The other big trend I see is to use cloud BI to analyze data in other words already in the cloud — particularly Salesforce.com data. This was the main reason for adopting BusinessObjects OnDemand I heard from both of the reference clients SAP introduced me to.

Research company

“20/20 is not primarily a research company, it’s a sales company,” Warren says. “However all campaigns we have with each client are very specific to that client, and often that requires customized logic.” Force.com allows him to tweak the applications, yet he as well needed a more sophisticated reporting and analysis capability than Salesforce provides.

Angie Reese, a CRM Business Analyst at the network equipment maker Genband, says that using BusinessObjects OnDemand in conjunction with Salesforce.com “fills in and completes the whole 360-degree view” of the company’s sales activities. “We’ve rolled it out to some of our bigger channel partners as so then, where they’re managing multiple end clients and needed something a little more robust to let them combine all those end channel clients into one report.”

The Carrier VoIP (Voice over Internet Protocol)

Since Genband purchased the Carrier VoIP (Voice over Internet Protocol) and Application Solutions division of Nortel previously this year, Genband has as well used BusinessObjects OnDemand as a tool for pulling at the same time from multiple data sources across the acquired organization and its new corporate parent.
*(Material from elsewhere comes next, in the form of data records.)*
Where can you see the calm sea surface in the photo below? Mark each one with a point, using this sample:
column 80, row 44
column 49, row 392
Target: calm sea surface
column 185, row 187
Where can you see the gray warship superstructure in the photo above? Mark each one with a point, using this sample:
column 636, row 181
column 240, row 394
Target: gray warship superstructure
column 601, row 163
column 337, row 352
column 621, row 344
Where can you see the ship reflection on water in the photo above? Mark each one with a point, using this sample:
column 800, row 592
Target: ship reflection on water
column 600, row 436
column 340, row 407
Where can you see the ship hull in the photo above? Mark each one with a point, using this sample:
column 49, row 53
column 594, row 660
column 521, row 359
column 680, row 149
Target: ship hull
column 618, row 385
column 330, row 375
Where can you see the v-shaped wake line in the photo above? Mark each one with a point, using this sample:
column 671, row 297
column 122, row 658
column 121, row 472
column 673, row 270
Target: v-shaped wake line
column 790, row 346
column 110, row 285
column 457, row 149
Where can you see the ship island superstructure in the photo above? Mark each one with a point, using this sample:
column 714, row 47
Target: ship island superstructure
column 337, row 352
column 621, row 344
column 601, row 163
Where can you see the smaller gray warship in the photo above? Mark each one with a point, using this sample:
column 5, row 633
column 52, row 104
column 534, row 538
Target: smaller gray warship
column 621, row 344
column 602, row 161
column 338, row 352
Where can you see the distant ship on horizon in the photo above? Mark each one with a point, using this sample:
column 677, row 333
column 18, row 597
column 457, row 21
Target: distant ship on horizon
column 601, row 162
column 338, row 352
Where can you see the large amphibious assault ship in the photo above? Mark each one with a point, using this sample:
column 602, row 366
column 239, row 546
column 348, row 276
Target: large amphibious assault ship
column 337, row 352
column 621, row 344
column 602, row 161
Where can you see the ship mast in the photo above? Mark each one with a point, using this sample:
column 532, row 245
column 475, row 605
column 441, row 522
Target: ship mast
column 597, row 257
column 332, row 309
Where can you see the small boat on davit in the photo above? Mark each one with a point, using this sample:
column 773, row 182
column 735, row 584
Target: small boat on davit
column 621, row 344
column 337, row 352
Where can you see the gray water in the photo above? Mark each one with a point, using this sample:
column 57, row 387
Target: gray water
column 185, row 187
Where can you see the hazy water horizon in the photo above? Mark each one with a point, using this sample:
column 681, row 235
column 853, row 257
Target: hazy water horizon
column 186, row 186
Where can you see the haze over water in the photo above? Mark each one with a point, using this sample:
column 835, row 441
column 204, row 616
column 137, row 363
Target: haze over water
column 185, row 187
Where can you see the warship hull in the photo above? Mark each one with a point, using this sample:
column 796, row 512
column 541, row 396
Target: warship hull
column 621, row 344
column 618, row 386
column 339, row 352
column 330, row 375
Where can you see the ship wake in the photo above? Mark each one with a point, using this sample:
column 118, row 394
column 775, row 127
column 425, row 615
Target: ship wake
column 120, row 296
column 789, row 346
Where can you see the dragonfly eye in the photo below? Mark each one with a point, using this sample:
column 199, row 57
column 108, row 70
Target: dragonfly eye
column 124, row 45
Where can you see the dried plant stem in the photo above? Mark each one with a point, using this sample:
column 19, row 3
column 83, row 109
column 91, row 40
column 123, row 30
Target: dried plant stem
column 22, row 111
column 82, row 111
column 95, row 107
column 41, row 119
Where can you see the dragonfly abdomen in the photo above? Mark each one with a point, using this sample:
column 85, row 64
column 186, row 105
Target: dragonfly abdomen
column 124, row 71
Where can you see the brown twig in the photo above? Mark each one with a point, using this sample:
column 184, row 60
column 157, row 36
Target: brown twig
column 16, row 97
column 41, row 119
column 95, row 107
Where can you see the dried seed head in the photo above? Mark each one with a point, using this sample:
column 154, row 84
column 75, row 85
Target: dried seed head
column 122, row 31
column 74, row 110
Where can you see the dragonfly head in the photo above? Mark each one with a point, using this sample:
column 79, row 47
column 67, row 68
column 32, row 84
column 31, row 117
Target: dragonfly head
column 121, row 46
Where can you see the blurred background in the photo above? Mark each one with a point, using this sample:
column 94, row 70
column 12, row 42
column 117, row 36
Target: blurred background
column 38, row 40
Some of the Nortel people with analytic expertise have adopted the tool and begun exploiting it aggressively for new applications, Reese says.

At the same time it is promoting ease of use, SAP is trying to remind clients and potential clients of the virtues of keeping compatibility with an enterprise standard, or rather than taking up with some cloud computing upstart. SAP as well wants to be the cloud BI provider you sign up with the approval of corporate IT, in other words than by doing an end-run around them.

The business person

“Some of our competitors target the business person, which is great, however you end up with all this rogue activity,” Simmons says. “In the long run it catches up to you.”

David F. Carr writes about cloud computing and information innovation for small to midsize business for Forbes.com. He is a former Research Editor of Baseline Magazine.